I have a Windows XP SP3 (32-bit) computer infected with said ransomware. When I start up my computer, the computer does the usual BIOS startup, and then goes into the Windows booting screen. The computer then goes into my user account; I have about 45 seconds wherein my desktop is open for my use (but about 20 seconds passes before I can initialize anything other than the start menu due to startup programs). Then the DOJ lock screen pops up, and all I can do is click on the Moneypack button, hit Alt+Tab and bring up the small window overlay showing what programs are open (Note: I cannot actually switch to other open programs; the lock screen remains on top), and turn my computer off with the power button, although this always brings up a blue screen of death and I have to hold the power button in order to power down my computer.
I have tried the following procedures:
- I am unable to boot up the computer in any forms of the Safe Mode (available options are Safe Mode, Safe Mode With Networking, Safe Mode with Command Prompt).
- I have tried booting up the computer using Last Known Configuration, and the virus is still present, exactly like the first time I rebooted my computer with the virus.
- I already have Malwarebytes installed on my computer, and I managed to open it and run a scan. It appears that it ran perfectly fine in the background, even with the lock screen present. MS Essentials, on the other hand, is not present in the task bar, and I cannot open it. I waited three hours for Malwarebytes to finish scanning and then restarted my computer. I opened up Malwarebytes again, and silly me made Malwarebytes delete the quarantined processes. The lock screen still appeared 20 seconds later. (I'm hoping I didn't damage my computer doing that; I've rebooted again since then, and it seems to run fine, minus the lock screen that keeps popping up; the log created by Malwarebytes is still on my computer, if it is wanted).
- It is worthy to note that my computer is connected to a power strip, and that it uses an Ethernet cable rather than wireless. When I am not using it, I turn off the power strip, and since this virus has appeared, I have disconnected the Ethernet cable from my computer. The lock screen now pops up with an additional "Please connect to the Internet!" message approximately 5 seconds after the lock screen appears, with an OK button and a little X in the top right corner. I have ignored that message up to this point.
-I have HitmanPro installed on a flash drive. My attempt to follow the procedure of shutting down the DOJ lock screen via this method failed; the HitmanPro Kickstarter menu appears when I boot from that USB, but after I press 1, it says opening files and then states it cannot open the flash drive.
-I have not tried using a Kaspersky Rescue Disc or a OTLPE startup disc yet. I have a blank CD-RW disc ready, and an alternate computer (with the same operating system) with a DVD-RW drive.

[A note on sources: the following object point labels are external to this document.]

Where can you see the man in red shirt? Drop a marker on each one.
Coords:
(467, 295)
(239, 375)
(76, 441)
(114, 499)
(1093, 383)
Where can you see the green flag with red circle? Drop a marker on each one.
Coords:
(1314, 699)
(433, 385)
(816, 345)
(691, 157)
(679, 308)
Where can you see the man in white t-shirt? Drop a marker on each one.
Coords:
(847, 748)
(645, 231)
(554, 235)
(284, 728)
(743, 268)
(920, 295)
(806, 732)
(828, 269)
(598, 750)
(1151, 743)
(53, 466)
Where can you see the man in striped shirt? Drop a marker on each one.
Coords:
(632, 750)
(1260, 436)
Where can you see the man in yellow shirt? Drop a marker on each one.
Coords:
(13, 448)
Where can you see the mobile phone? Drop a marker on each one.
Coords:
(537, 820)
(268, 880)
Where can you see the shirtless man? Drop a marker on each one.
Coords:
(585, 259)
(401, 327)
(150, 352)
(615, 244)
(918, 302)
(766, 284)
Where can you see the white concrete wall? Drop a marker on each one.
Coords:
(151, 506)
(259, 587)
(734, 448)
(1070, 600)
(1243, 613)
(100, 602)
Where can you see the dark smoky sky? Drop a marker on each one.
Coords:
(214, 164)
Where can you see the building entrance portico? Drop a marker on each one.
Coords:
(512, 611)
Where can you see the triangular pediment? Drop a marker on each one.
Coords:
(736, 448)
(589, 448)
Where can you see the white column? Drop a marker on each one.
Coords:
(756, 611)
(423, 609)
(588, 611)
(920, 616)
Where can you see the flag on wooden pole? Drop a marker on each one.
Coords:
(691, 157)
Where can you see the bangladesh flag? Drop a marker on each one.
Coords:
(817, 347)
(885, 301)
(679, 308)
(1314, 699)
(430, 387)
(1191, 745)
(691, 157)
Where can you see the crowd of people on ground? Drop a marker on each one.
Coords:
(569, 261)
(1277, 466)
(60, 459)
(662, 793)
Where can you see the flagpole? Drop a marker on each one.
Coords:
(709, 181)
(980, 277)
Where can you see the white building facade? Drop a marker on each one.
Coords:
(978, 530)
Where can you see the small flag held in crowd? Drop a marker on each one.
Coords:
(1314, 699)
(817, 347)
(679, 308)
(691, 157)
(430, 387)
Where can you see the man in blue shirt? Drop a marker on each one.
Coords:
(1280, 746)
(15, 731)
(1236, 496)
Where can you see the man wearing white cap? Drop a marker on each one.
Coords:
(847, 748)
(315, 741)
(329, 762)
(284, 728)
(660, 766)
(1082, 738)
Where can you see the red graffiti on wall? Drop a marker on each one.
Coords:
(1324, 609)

I do not know where this virus originated from - the lock screen appeared Saturday, May 11, during the afternoon while I was watching a Youtube video. Mozilla Firefox suddenly closed, and then when MS Essentials disappeared from my taskbar, I knew something was up before the lock screen appeared. I do not remember downloading any files in the prior days, although I visited a couple sites that had a high number of popup ads. Needless to say, I closed out of them quickly and did not ever visit those sites again. I scanned the night before the occurrence with MS Essentials, finishing around 3 am, but no malware was detected.
Like many, I have a lot of data that I would really not like to lose and would be very difficult to replace. I also have files on there that I need to access for school, so the sooner this is taken care of the better. Here's to hoping all goes well.
I also have a question - does this ransomware infect USB drives? If that is not the case, this may make things easier.